8. Ogilvy’s Law: David Ogilvy, founder of Ogilvy & Mather, the famous Advertising firm, is considered by some to be the greatest advertising genius of the last century. Ogilvy’s thesis was that each manager needed to hire people who were smarter than he was in their specialty. He wrote that whenever somebody was appointed into the home office, he would give the manager a Russian nesting doll. You have certainly seen these dolls, where you open up the outer doll and have a smaller one inside. This typically continues until the dolls can get no smaller. Ogilvy used to include a note which read: “if each of us hires people who are smaller than we are, we shall become a company of dwarfs. But if each of us hires people who are bigger than we are, we shall become a company of giants.” Companies who behave in the hub and spoke method of management, one boss and the rest implementers, force all decisions through one person. Distributed management allows a company to execute a vision and grow significantly. We have seen printer and RIP companies come and go as top centered management was no longer able to make everything happen. But, some of those companies do seem to last longer than we’d think.
9. Wriston’s Law: The late Walter Wriston was well known in the banking and finance world. About 10 years ago, he wrote about/predicted the rise of electronic networks and surmised that their effect would be to free capital (meaning both money and resources) to “go where it is wanted, stay where it is well treated, …” We can see the impact on our business whereby competition now comes from around the world, both in terms of producers of the technology and in the users of it. The largest growth is now in India and China. Very few manufacturers of printing related equipment are here in North America and many of our print jobs that are not time sensitive are moving to China. The good news, however, is that we are learning how to make short run print more useful and important. This is hard to export, and digital print remains a growing business area.

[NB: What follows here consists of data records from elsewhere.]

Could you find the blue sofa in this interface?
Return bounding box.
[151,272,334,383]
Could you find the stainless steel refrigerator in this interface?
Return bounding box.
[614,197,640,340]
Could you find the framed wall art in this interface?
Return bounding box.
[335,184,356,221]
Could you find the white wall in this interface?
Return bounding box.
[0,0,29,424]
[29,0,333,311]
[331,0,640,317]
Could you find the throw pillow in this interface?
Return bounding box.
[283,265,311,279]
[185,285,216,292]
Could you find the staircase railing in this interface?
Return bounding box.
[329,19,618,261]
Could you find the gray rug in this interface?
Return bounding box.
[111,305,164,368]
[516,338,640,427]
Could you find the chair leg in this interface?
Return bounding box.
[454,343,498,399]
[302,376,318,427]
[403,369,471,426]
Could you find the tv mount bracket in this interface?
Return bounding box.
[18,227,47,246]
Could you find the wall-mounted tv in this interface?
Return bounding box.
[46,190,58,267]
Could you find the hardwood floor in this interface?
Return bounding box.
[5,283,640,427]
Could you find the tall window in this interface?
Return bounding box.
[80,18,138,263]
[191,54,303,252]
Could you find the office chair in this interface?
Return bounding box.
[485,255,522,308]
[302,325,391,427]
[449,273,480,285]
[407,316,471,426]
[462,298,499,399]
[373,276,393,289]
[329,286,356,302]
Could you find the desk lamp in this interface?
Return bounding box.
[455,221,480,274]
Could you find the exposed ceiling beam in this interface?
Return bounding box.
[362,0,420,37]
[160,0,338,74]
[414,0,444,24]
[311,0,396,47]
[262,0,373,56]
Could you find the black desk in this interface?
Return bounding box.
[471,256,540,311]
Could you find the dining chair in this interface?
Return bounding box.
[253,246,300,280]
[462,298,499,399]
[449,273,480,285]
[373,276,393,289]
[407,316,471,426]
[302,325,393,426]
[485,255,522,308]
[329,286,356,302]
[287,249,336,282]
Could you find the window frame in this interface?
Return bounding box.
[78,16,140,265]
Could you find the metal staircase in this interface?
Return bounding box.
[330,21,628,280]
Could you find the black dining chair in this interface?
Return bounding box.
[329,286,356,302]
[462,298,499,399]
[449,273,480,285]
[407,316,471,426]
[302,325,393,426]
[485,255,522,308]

We guess we’ll know that China has matured when they complain about only being left with digital print and all the offset work has been outsourced to, perhaps, Africa, or, if wages continue to decline here, to the USA!!
10. The Peter Principle: Wasthere a Peter?Anyway, we’ve all been led to believe that the Peter Principle related to our bosses who got promoted to the point that they no longer had the proper skills to contribute. Now, we’re learning that this principal may apply as much or more to products than to people. For example, does anybody know how to use all of Microsoft Word any more? There are so many features on MS Word that their utility begins to decrease. Few need them and new users may find it harder to start to learn. MS Word is equivalent to today's typewriter. Imagine typewriters on every desk, which the users barely know how to operate! Digital Cameras, the most ubiquitous new input device in our industry, and which most of us only began using in the last couple of years, are already outpacing usefulness with their features – voice memos, USB and Video outputs, multiple print modes, etc. We know that imaging power is moving back to the "originators", i.e. us, but have you tried to print the pictures you took on vacation, by bringing up each one on the terminal at your local drug store, adjusting color and brightness, cropping, and selecting a size for each one individually before having them submitted for one hour printing?